Support Questions

Find answers, ask questions, and share your expertise

Pig ParquetStorer is not working

avatar
New Contributor

Hi There,

We are getting the following error when using ParquetStorer in Pig

ERROR org.apache.pig.PigServer - exception during parsing: Error during parsing. Cannot instantiate class org.apache.pig.builtin.ParquetStorer (parquet.pig.ParquetStorer) 

We are using HDP-2.3.4.0-3485 version.

Appreciate if any one have any pointers on this.

Thank you,

Ibrahim

1 ACCEPTED SOLUTION

avatar
Expert Contributor

--Register the jars

REGISTER lib/parquet-pig-1.3.1.jar;

REGISTER lib/parquet-column-1.3.1.jar;

REGISTER lib/parquet-common-1.3.1.jar;

REGISTER lib/parquet-format-2.0.0.jar;

REGISTER lib/parquet-hadoop-1.3.1.jar;

REGISTER lib/parquet-pig-1.3.1.jar;

REGISTER lib/parquet-encoding-1.3.1.jar;

--store in parquet format

SET parquet.compression gzip or SNAPPY;

STORE table INTO '/path/to/table' USING parquet.pig.ParquetStorer;

-- options you might want to fiddle with

SET parquet.page.size 1048576 -- default. this is your min read/write unit.

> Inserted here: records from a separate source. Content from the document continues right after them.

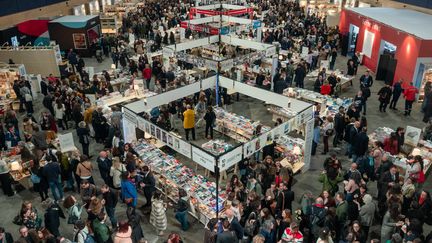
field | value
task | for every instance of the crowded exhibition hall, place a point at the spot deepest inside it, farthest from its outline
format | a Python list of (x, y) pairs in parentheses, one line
[(215, 121)]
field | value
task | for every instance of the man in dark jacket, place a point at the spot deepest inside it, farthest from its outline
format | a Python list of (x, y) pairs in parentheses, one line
[(52, 216), (148, 184), (227, 236), (52, 172), (104, 165), (300, 74), (110, 200), (397, 91), (360, 144), (284, 199), (234, 224), (339, 126)]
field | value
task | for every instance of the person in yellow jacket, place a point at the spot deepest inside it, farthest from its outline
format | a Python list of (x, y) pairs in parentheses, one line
[(189, 122)]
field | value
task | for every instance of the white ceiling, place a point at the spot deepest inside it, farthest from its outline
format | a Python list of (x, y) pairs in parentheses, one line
[(412, 22)]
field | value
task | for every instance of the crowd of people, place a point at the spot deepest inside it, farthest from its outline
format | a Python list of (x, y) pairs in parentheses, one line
[(260, 200)]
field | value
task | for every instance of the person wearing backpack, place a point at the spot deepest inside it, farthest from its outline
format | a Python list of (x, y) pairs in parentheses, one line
[(328, 129), (82, 234), (384, 95), (317, 214)]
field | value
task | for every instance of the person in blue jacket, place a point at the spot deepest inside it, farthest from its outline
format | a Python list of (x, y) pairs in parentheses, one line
[(129, 193)]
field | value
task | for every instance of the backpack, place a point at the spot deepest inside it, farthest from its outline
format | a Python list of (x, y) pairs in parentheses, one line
[(317, 218)]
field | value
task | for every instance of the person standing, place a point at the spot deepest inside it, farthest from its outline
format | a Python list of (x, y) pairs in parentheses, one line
[(410, 96), (339, 126), (52, 216), (210, 118), (300, 74), (397, 91), (129, 193), (5, 179), (328, 129), (84, 137), (158, 213), (104, 165), (316, 136), (333, 56), (366, 82), (100, 229), (148, 184), (189, 122), (384, 95), (110, 202), (52, 172)]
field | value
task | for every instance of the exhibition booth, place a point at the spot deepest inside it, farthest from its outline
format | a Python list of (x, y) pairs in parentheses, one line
[(395, 43), (75, 32), (219, 155)]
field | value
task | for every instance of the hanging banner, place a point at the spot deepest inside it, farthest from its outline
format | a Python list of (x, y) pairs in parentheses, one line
[(204, 159), (231, 158)]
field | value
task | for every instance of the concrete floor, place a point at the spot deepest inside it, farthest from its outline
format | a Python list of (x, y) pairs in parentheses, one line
[(246, 107)]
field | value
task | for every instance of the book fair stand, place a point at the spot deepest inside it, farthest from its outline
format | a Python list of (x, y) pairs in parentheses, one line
[(238, 141)]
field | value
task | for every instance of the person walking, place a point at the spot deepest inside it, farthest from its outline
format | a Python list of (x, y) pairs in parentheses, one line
[(109, 201), (104, 165), (384, 95), (210, 118), (52, 172), (366, 82), (189, 122), (52, 216), (158, 213), (328, 130), (397, 91), (84, 137), (410, 96), (129, 193)]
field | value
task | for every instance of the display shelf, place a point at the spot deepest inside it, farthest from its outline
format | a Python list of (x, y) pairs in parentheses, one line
[(237, 127), (171, 175), (217, 146)]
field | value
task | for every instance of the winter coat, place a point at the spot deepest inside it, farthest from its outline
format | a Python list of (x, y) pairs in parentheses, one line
[(158, 215), (101, 231)]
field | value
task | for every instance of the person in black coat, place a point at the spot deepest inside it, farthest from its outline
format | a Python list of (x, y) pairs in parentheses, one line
[(148, 184), (209, 118), (384, 95), (104, 165), (52, 216), (284, 199), (397, 91), (84, 137), (300, 74), (227, 236), (5, 237), (360, 144), (339, 126), (135, 223)]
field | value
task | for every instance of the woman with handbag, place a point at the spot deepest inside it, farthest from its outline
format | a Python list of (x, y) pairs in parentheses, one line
[(129, 193), (74, 209), (328, 129)]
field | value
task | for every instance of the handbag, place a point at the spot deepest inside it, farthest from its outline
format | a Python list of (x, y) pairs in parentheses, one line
[(35, 179)]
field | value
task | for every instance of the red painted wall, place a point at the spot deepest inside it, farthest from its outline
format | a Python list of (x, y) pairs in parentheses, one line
[(408, 46)]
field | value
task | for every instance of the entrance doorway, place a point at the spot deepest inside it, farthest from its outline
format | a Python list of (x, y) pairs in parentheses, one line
[(352, 39)]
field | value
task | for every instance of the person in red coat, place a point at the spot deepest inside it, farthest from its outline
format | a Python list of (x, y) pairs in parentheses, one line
[(410, 95), (326, 88), (391, 144), (147, 73)]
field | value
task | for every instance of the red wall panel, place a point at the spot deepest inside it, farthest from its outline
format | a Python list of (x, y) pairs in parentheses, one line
[(408, 46)]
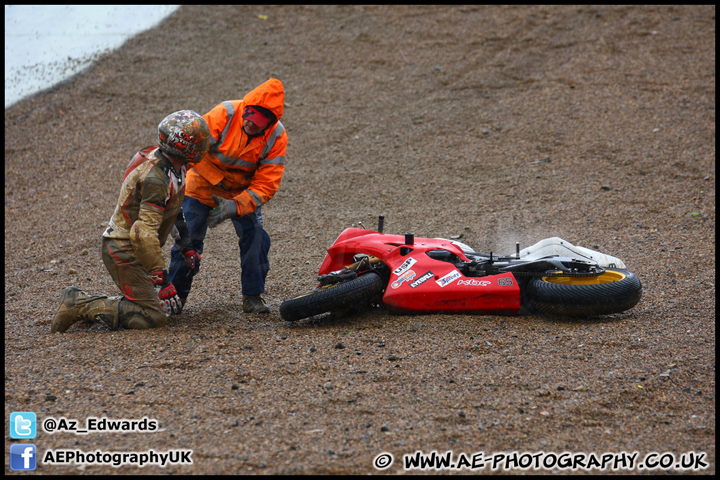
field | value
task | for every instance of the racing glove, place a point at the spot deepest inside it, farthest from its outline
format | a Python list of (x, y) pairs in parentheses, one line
[(167, 295), (192, 257), (225, 209)]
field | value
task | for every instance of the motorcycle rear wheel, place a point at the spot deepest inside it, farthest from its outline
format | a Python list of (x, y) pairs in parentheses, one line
[(334, 297), (612, 292)]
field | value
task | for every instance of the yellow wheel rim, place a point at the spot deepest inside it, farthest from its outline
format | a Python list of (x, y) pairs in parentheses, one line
[(608, 277)]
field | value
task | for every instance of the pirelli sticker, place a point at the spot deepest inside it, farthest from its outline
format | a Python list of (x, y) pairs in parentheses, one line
[(422, 279), (405, 266)]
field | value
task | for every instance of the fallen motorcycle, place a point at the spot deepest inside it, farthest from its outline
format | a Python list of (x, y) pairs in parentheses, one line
[(409, 275)]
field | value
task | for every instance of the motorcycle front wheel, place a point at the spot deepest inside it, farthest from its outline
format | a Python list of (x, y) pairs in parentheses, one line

SET parquet.block.size 134217728 -- default. your memory budget for buffering data

SET parquet.compression lzo -- or you can use none, gzip, snappy

STORE mydata into '/some/path' USING parquet.pig.ParquetStorer; --Reading mydata = LOAD '/some/path' USING parquet.pig.ParquetLoader AS (x: int, y int);

View solution in original post

5 REPLIES 5

avatar
Master Mentor

you need to download the parquet jar, upload it to the cluster and register the Parquet jar. HDP doesn't ship with Parquet out of the box. @Ibrahim Jarrar

here's an example.

avatar
Expert Contributor

--Register the jars

REGISTER lib/parquet-pig-1.3.1.jar;

REGISTER lib/parquet-column-1.3.1.jar;

REGISTER lib/parquet-common-1.3.1.jar;

REGISTER lib/parquet-format-2.0.0.jar;

REGISTER lib/parquet-hadoop-1.3.1.jar;

REGISTER lib/parquet-pig-1.3.1.jar;

REGISTER lib/parquet-encoding-1.3.1.jar;

--store in parquet format

SET parquet.compression gzip or SNAPPY;

STORE table INTO '/path/to/table' USING parquet.pig.ParquetStorer;

-- options you might want to fiddle with

SET parquet.page.size 1048576 -- default. this is your min read/write unit.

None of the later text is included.